In Australia, we tend to be fairly direct compared with many other cultures. For example, we have sayings like “tell it like it is” or “call a spade, a spade”. In the context of healthcare, you might have the expectation that as a healthcare practitioner have an open and honest conversation with your clients and that they are being open and honest with you.
Now it can be a big assumption to try to get someone from a cultural background who does not have that style of communication. They could instead be very diplomatic, meaning that you could totally misunderstand what it is that they are saying.
That's because when you've got people from those cultural backgrounds that are a lot more diplomatic or indirect in their conversation styles, they have an expectation that you will read between the lines. It's not necessarily what they say to you. It's what they're not saying to you. That is an important part of the overall message that they are trying to convey to you.
For example, you're talking about mental health or sexual health. There can be certain parts that they may leave out of the discussion with you, but they infer that certain things have happened based on some of the broader context that they have explained to you. That's why, in those cultures, there's a lot more storytelling involved because it's all about providing the context. The emphasis is then on you trying to fill in the blanks and understand exactly what is going on.

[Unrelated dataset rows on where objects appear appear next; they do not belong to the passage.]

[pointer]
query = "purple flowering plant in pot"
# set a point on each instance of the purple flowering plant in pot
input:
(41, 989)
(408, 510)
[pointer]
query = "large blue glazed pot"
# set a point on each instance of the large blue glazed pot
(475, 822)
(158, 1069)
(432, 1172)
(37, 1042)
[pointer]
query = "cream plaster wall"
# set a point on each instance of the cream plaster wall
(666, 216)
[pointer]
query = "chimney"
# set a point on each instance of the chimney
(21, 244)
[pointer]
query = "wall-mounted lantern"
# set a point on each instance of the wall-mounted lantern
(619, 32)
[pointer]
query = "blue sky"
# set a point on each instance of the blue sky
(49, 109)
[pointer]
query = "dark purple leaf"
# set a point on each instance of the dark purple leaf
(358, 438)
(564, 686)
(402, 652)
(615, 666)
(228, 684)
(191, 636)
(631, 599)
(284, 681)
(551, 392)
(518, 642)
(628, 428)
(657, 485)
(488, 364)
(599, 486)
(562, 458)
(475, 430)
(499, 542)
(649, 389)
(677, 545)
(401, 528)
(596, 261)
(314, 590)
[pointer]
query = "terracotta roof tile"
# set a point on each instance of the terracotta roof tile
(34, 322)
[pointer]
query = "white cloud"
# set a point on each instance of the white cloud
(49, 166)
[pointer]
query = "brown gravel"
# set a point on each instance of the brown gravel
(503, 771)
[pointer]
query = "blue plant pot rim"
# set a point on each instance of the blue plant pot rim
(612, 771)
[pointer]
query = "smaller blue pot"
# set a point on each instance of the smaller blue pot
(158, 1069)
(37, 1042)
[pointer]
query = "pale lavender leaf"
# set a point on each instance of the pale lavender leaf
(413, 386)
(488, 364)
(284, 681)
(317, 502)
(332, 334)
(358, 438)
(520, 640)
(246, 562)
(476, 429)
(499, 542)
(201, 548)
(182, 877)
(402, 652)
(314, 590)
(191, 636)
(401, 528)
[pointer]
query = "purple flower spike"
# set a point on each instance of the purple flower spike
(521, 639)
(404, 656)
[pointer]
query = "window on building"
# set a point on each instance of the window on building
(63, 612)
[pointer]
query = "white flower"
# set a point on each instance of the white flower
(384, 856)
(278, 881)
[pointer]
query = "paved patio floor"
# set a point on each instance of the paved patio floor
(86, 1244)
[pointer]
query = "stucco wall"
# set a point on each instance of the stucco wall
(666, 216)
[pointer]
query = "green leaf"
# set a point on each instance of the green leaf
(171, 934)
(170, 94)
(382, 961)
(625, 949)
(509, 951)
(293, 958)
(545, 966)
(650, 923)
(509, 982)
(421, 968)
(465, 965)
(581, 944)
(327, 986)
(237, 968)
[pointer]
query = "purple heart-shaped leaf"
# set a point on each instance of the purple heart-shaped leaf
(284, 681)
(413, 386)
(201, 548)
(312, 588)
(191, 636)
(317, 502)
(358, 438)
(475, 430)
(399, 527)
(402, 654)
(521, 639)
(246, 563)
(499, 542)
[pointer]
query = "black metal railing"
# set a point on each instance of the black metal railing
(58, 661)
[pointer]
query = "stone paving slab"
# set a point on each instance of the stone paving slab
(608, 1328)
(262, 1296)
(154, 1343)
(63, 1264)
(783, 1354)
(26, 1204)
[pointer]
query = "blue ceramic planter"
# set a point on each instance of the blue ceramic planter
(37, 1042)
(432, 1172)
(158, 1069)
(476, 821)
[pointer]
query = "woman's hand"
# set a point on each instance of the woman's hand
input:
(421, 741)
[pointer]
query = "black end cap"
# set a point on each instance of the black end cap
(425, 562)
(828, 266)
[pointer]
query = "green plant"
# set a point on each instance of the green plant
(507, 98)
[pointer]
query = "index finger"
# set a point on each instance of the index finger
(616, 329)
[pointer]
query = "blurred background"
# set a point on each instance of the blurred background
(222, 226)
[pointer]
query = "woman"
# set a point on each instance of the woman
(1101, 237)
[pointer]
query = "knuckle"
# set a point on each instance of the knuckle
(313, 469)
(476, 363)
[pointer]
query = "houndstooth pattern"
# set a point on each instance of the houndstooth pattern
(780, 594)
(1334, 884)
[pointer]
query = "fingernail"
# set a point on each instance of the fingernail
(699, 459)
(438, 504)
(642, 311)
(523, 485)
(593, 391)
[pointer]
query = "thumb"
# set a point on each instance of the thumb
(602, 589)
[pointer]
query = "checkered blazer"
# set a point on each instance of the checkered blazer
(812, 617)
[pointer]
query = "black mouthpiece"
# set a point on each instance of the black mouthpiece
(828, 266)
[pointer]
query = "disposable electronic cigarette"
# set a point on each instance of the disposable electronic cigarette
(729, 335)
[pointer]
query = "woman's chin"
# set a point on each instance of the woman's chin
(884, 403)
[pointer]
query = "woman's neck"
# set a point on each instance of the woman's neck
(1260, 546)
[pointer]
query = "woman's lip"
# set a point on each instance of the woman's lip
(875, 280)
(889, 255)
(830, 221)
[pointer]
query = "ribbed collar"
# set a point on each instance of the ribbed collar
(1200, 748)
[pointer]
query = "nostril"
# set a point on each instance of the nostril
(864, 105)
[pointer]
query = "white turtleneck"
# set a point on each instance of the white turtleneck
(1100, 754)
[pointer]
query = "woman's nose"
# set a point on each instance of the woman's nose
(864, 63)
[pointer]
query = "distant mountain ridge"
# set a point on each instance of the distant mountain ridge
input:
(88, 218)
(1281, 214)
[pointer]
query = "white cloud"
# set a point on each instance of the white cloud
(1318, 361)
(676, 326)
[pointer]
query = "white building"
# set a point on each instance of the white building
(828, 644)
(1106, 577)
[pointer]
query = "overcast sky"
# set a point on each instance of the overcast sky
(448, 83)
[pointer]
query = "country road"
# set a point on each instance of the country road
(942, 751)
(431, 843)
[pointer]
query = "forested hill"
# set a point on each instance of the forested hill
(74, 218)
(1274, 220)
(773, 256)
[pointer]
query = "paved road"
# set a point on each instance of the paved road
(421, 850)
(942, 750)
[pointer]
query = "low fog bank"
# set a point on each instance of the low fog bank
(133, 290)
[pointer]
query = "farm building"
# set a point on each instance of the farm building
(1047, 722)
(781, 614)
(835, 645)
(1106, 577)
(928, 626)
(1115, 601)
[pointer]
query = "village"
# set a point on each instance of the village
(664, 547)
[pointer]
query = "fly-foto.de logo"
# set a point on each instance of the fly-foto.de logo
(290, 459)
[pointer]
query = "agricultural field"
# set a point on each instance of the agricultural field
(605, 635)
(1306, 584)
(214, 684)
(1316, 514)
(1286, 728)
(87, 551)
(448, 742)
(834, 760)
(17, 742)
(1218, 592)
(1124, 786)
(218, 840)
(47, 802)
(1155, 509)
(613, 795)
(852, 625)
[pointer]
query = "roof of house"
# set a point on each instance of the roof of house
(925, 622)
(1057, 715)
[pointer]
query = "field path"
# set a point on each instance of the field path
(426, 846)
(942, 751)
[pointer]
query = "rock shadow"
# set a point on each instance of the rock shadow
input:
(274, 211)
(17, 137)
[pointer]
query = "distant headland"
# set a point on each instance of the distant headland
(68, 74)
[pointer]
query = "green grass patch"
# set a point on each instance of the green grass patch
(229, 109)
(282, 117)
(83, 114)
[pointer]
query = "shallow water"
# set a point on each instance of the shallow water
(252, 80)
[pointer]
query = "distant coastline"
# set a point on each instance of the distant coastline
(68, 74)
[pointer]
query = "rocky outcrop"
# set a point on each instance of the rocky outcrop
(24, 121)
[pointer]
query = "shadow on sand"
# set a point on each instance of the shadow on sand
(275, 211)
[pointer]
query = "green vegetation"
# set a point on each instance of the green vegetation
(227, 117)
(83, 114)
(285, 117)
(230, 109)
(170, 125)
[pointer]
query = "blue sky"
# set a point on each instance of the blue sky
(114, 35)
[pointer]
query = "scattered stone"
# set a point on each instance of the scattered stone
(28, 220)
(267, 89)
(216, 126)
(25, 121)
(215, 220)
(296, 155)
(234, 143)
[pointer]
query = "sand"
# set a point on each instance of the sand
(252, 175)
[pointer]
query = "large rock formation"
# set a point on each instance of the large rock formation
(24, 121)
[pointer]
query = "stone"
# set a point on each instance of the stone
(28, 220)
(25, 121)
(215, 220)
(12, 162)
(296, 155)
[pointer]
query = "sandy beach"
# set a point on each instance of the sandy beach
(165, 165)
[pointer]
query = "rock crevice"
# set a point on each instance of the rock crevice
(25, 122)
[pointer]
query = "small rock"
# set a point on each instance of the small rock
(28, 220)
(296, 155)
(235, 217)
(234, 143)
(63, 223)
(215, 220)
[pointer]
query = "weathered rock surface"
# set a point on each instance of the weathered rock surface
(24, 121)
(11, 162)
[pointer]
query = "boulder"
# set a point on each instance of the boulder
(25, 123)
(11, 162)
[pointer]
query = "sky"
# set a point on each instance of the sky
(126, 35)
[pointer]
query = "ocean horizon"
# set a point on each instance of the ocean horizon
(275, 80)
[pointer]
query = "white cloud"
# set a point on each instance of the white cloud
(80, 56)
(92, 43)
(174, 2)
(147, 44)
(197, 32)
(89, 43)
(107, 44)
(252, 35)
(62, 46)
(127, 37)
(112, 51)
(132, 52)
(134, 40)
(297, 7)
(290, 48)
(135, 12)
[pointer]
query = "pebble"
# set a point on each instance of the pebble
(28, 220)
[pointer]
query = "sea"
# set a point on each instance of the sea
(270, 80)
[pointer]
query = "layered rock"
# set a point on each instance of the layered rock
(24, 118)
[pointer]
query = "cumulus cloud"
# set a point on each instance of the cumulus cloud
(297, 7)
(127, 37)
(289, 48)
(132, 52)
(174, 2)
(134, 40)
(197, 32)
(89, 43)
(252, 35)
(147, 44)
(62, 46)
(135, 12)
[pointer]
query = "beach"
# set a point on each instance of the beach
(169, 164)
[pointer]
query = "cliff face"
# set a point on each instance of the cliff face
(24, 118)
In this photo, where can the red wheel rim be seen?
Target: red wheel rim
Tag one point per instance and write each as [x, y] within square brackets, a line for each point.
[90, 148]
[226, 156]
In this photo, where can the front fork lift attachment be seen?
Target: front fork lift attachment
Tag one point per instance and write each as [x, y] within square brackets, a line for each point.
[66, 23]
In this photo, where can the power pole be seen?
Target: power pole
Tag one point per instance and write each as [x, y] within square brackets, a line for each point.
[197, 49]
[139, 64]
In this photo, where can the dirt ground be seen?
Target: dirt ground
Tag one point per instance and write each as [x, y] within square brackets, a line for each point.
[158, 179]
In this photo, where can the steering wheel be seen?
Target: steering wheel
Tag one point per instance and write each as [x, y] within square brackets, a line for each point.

So that's something really to take into account communication styles from a cultural perspective.
Now these three tips that I've just said with you are specific to healthcare, but, regardless of what industry you're in, there is one piece of advice that, that I would love to share with you.
When you are dealing with people from different cultural backgrounds and you’re providing them a service, the biggest pitfall in providing service to people from culturally diverse backgrounds is to not overcome or be aware of cultural misunderstandings and cultural miscommunication. This is something that you really should take into account when you are doing your customer journey mapping when you are trying to expand your market.